In February, the antique shop owner informed you that she was transitioning from consignment to booth rent. You informed her that you would come to retrieve your items in a few weeks, but you experienced a pulled muscle that delayed your visit. In March, you reinjured your leg and tore a muscle, further delaying your ability to pick up your belongings. However, the shop owner assured you that she would box up your items and take pictures of them. You requested her to mail you a check for the sales you were owed from 2022, as well as an inventory of the remaining items.

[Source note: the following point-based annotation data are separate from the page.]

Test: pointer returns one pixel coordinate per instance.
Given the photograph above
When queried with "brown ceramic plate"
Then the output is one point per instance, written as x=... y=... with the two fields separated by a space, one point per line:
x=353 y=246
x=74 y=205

In May, you tried to contact the shop owner through messages and visiting the shop but received no response. When you finally visited in June, you discovered that your items were displayed for sale in your own display cases, marked down by 50% because you had not retrieved them. This was surprising to you, as the shop owner had not contacted you since March. Given your health issues, personal circumstances, and plans to sell your house, you proposed that she sell your items at 50% off (excluding furniture) since everything was already out and you were not using her display cases. She agreed but only paid you for the sales made in 2022, not for 2023.
Recently, when you visited the shop again, you found your items boxed up, and the shop owner was using your display cases for her own merchandise. She informed you that you would not get your belongings until you paid for storage. You objected, stating that the display cases were not for sale and that you would not pay for storage. You also questioned how she priced the display cases since they were never tagged. She provided you with an invoice covering only June to September, but it appears that she had started marking down your items from February without notifying you. Additionally, she began charging a $200 monthly storage fee in July without informing you.
According to her calculations, she claims you owe her $405.89 for storage fees from July to September, after subtracting the amount from the items you sold at a reduced price and her 30% commission. You estimate that you may be out approximately $800 due to her tactics, lies, and lack of proper invoices. Furthermore, her claim that she paid you through June contradicts her reasoning for charging storage fees.
Given the complexity of the situation, it is advisable to seek legal advice to understand your rights and options. Provide any evidence you have, such as invoices, messages, or photographs, to support your case. A lawyer can help you navigate the situation, assess the validity of the contract, and determine the appropriate steps to resolve the issue and potentially seek compensation for any losses you have incurred.